*

*

Ads

Minggu, 27 Mei 2018

Pendekar Mata Keranjang Jilid 162

"Memang kita tidak pernah saling jumpa, Can-kongcu. Namaku Hay Hay dan karena aku mendengar bahwa engkau adalah seorang pendekar muda yang berilmu tinggi, maka hatiku tertarik sekali dan aku ingin sekali datang berkunjung dan berkenalan denganmu."

Sun Hok mengerutkan alisnya. Dia tidak mengenal nama Hay Hay, dan pula saat itu dia sama sekali tidak ada keinginan untuk berkenalan dengan orang lain, apalagi dia belum tahu orang macam apa adanya pemuda yang mengaku bernama Hay Hay ini.

"Akan tetapi, aku tidak ingin berkenalan denganmu, dan aku tidak mempunyai waktu. Sobat, harap engkau pergi dan jangan mengganggu kami. Pula, di malam hari seperti ini bukan waktunya orang berkunjung untuk berkenalan." Suaranya masih halus, namun nada suara itu jelas mengusir!

"Can-kongcu, ketahuilah bahwa aku datang untuk bicara denganmu tentang gerakan persekutuan kaum sesat yang dipimpin oleh Lam-hai Giam-lo. Kukira sudah menjadi kewajiban seorang pendekar seperti Kongcu ini untuk bangkit dan menentang persekutuan jahat yang amat berbahaya bagi keamanan hidup rakyat jelata. Maukah engkau menerimaku sebagai seorang sahabat dan kita bicara tentang itu?"

"Hemm, apakah. engkau seorang pendekar?" tanya Can Sun Hok, suaranya agak memandang rendah dan mengejek.

Hay Hay tertawa dan merasa lucu. Dia sendiri belum pernah bertanya apakah dia seorang pendekar, maka begitu ada yang bertanya secara demikian langsung, dia merasa lucu.

"Entahlah, aku sendiri tidak tahu, Kongcu. Akan tetapi setidaknya aku merasa penasaran dan ingin menentang gerakan yang dipimpin oleh Lam-hai Giam-lo."

Tiba-tiba Siauw Cin yang sejak tadi hanya mendengarkan saja, berkata kepada Sun Hok,

"Can-kongcu, agaknya Kongcu yang datang ini membawa berita amat penting.
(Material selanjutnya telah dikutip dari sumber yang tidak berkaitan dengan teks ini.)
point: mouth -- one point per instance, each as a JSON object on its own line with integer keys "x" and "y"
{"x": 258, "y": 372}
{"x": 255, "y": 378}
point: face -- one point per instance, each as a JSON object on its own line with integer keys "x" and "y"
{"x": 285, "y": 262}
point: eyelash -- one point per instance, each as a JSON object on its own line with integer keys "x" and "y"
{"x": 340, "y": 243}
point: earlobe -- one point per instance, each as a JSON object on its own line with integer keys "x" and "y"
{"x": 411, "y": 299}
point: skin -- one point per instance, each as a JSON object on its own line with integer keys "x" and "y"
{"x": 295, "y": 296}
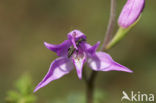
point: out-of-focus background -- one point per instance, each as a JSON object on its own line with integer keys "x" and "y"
{"x": 26, "y": 24}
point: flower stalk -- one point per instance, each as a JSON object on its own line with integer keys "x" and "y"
{"x": 110, "y": 28}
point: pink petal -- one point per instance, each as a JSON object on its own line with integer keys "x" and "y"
{"x": 79, "y": 59}
{"x": 130, "y": 12}
{"x": 61, "y": 49}
{"x": 103, "y": 62}
{"x": 75, "y": 35}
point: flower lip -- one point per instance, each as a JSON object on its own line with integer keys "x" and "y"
{"x": 74, "y": 36}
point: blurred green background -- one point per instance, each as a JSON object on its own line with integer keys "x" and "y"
{"x": 26, "y": 24}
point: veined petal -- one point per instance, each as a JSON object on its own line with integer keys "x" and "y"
{"x": 130, "y": 12}
{"x": 75, "y": 35}
{"x": 103, "y": 62}
{"x": 58, "y": 68}
{"x": 92, "y": 49}
{"x": 61, "y": 49}
{"x": 79, "y": 60}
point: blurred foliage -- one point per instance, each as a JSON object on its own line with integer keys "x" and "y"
{"x": 79, "y": 97}
{"x": 23, "y": 92}
{"x": 26, "y": 24}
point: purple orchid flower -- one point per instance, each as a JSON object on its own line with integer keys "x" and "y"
{"x": 131, "y": 12}
{"x": 75, "y": 52}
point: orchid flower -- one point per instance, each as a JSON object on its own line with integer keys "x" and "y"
{"x": 131, "y": 12}
{"x": 75, "y": 52}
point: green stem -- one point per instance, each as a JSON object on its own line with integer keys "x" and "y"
{"x": 118, "y": 36}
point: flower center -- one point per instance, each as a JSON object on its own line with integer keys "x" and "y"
{"x": 71, "y": 49}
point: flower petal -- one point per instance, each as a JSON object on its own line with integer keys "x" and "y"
{"x": 92, "y": 49}
{"x": 61, "y": 49}
{"x": 103, "y": 62}
{"x": 58, "y": 68}
{"x": 79, "y": 58}
{"x": 75, "y": 35}
{"x": 130, "y": 12}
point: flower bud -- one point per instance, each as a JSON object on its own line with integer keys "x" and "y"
{"x": 131, "y": 12}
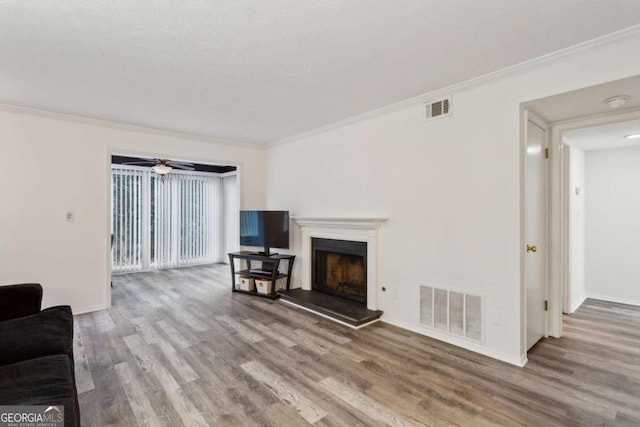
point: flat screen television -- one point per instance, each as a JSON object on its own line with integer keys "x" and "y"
{"x": 268, "y": 229}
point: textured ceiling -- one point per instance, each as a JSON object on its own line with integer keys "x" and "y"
{"x": 587, "y": 101}
{"x": 605, "y": 137}
{"x": 259, "y": 71}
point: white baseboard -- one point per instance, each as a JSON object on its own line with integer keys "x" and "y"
{"x": 613, "y": 299}
{"x": 86, "y": 310}
{"x": 517, "y": 360}
{"x": 577, "y": 304}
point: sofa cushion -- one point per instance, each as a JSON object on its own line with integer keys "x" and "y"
{"x": 43, "y": 381}
{"x": 20, "y": 300}
{"x": 42, "y": 334}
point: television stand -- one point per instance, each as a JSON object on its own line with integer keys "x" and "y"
{"x": 269, "y": 269}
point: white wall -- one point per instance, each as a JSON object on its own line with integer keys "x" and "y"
{"x": 577, "y": 196}
{"x": 52, "y": 164}
{"x": 450, "y": 188}
{"x": 613, "y": 225}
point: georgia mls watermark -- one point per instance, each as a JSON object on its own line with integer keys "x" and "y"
{"x": 31, "y": 416}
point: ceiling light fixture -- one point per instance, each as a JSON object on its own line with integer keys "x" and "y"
{"x": 161, "y": 169}
{"x": 617, "y": 101}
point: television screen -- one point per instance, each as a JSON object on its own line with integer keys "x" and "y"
{"x": 269, "y": 229}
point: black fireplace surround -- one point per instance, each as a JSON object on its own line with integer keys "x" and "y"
{"x": 339, "y": 267}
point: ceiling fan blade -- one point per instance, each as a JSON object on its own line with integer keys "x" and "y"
{"x": 175, "y": 162}
{"x": 183, "y": 167}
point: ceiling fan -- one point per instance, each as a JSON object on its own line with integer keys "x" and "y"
{"x": 163, "y": 166}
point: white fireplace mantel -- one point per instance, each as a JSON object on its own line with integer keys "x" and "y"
{"x": 342, "y": 228}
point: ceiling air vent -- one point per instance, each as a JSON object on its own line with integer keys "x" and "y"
{"x": 439, "y": 108}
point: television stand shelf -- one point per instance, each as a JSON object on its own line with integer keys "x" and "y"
{"x": 269, "y": 269}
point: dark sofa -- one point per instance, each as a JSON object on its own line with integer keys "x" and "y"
{"x": 36, "y": 352}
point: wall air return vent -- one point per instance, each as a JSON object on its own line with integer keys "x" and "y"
{"x": 439, "y": 108}
{"x": 456, "y": 313}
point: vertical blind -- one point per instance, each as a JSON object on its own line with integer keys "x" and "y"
{"x": 126, "y": 220}
{"x": 179, "y": 219}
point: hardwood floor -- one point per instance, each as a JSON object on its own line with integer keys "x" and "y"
{"x": 178, "y": 348}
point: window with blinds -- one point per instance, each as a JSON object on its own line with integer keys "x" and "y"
{"x": 180, "y": 219}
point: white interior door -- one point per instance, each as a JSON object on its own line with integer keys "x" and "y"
{"x": 535, "y": 233}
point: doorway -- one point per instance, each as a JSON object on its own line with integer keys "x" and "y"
{"x": 536, "y": 230}
{"x": 583, "y": 108}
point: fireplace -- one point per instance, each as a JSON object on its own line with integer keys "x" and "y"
{"x": 339, "y": 267}
{"x": 362, "y": 230}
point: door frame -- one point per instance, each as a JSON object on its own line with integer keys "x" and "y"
{"x": 559, "y": 286}
{"x": 530, "y": 116}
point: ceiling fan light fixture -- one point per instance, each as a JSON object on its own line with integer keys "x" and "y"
{"x": 161, "y": 169}
{"x": 617, "y": 101}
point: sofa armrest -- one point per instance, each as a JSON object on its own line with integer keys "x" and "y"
{"x": 20, "y": 300}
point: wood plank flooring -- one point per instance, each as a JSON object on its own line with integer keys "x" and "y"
{"x": 177, "y": 348}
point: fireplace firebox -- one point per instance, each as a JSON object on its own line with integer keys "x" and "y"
{"x": 339, "y": 267}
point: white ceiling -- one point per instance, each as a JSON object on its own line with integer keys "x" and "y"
{"x": 605, "y": 137}
{"x": 587, "y": 101}
{"x": 260, "y": 71}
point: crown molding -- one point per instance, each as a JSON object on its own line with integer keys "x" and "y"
{"x": 11, "y": 108}
{"x": 606, "y": 40}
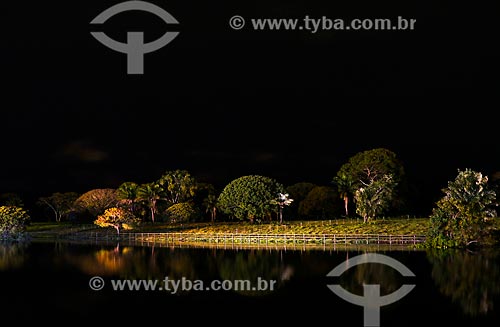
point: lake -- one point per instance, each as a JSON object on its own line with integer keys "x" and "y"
{"x": 49, "y": 282}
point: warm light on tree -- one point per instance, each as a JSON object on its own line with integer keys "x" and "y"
{"x": 117, "y": 218}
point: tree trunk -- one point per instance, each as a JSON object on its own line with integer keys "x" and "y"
{"x": 152, "y": 214}
{"x": 213, "y": 213}
{"x": 346, "y": 205}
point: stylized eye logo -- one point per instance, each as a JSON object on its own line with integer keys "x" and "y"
{"x": 135, "y": 48}
{"x": 371, "y": 300}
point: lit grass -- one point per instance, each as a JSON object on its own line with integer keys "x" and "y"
{"x": 413, "y": 226}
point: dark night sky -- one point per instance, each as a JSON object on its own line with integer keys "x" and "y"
{"x": 224, "y": 103}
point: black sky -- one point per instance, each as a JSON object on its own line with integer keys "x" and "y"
{"x": 223, "y": 103}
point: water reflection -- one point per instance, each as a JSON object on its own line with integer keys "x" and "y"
{"x": 471, "y": 280}
{"x": 127, "y": 262}
{"x": 11, "y": 255}
{"x": 387, "y": 277}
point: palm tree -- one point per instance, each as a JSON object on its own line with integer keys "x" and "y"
{"x": 344, "y": 187}
{"x": 150, "y": 194}
{"x": 127, "y": 195}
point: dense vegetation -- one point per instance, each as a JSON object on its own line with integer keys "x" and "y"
{"x": 370, "y": 185}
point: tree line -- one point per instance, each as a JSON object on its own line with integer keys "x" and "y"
{"x": 371, "y": 182}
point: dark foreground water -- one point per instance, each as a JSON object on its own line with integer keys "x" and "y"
{"x": 49, "y": 282}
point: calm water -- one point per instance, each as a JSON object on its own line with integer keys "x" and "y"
{"x": 50, "y": 282}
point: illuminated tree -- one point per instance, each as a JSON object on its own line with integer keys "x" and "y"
{"x": 374, "y": 197}
{"x": 462, "y": 215}
{"x": 249, "y": 197}
{"x": 177, "y": 186}
{"x": 126, "y": 194}
{"x": 13, "y": 222}
{"x": 367, "y": 167}
{"x": 117, "y": 218}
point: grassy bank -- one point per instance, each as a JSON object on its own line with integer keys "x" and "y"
{"x": 413, "y": 226}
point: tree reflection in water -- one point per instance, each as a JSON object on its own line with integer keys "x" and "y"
{"x": 11, "y": 255}
{"x": 127, "y": 262}
{"x": 471, "y": 280}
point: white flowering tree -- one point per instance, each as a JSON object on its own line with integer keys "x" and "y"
{"x": 282, "y": 200}
{"x": 374, "y": 197}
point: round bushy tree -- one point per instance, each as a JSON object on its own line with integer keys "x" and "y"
{"x": 461, "y": 216}
{"x": 118, "y": 218}
{"x": 250, "y": 197}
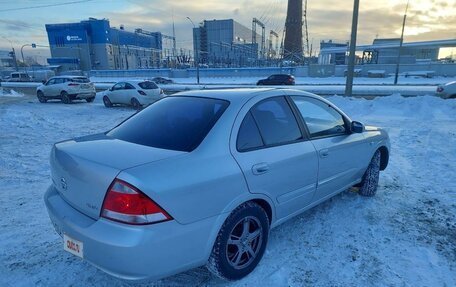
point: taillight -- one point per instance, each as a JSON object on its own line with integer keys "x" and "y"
{"x": 125, "y": 203}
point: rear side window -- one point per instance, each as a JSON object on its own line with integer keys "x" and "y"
{"x": 148, "y": 85}
{"x": 80, "y": 80}
{"x": 249, "y": 136}
{"x": 321, "y": 119}
{"x": 174, "y": 123}
{"x": 276, "y": 121}
{"x": 129, "y": 86}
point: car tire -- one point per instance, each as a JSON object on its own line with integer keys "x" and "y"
{"x": 107, "y": 102}
{"x": 65, "y": 97}
{"x": 369, "y": 183}
{"x": 135, "y": 103}
{"x": 240, "y": 243}
{"x": 41, "y": 97}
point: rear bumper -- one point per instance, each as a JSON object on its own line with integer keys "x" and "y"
{"x": 133, "y": 252}
{"x": 83, "y": 95}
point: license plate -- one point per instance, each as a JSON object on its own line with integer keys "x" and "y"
{"x": 73, "y": 246}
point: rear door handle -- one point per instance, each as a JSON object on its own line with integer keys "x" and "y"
{"x": 324, "y": 152}
{"x": 260, "y": 168}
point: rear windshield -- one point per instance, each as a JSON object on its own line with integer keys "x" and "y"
{"x": 148, "y": 85}
{"x": 80, "y": 80}
{"x": 174, "y": 123}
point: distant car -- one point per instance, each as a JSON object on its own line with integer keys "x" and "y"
{"x": 137, "y": 93}
{"x": 67, "y": 89}
{"x": 19, "y": 77}
{"x": 201, "y": 177}
{"x": 279, "y": 79}
{"x": 162, "y": 80}
{"x": 447, "y": 91}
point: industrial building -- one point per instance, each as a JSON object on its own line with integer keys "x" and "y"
{"x": 337, "y": 58}
{"x": 94, "y": 45}
{"x": 384, "y": 51}
{"x": 225, "y": 43}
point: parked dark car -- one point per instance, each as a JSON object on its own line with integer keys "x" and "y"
{"x": 162, "y": 80}
{"x": 279, "y": 79}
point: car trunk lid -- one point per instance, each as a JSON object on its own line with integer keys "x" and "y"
{"x": 83, "y": 169}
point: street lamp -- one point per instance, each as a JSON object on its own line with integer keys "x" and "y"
{"x": 196, "y": 54}
{"x": 351, "y": 56}
{"x": 13, "y": 55}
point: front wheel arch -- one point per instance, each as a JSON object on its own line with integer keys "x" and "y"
{"x": 384, "y": 157}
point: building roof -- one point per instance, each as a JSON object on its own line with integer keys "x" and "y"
{"x": 394, "y": 44}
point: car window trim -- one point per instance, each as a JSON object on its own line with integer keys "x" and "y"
{"x": 346, "y": 121}
{"x": 265, "y": 146}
Lam-hai Giam-lo adalah seorang yang menyuruh anak buahnya untuk menculik aku, apakah Kongcu tidak merasa tertarik untuk mengetahui lebih banyak tentang dia?”

Mendengar ini, Hay Hay lalu membalikkan tubuhnya menghadapi Siauw Cin dan pandang matanya penuh kagum.

"Sungguh berbahagia sekali mataku dapat melihat seorang gadis secantik bidadari seperti Nona, telingaku mendengar nyanyian sorga seperti yang Nona nyanyikan tadi, dan kini mendengar pula pendapat yang amat bijaksana. Sukarlah di dunia ini mencari seorang gadis kedua sehebat Nona. Harap jangan sebut aku Kongcu, karena aku hanyalah seorang pemuda pengelana biasa saja, Nona yang mulia."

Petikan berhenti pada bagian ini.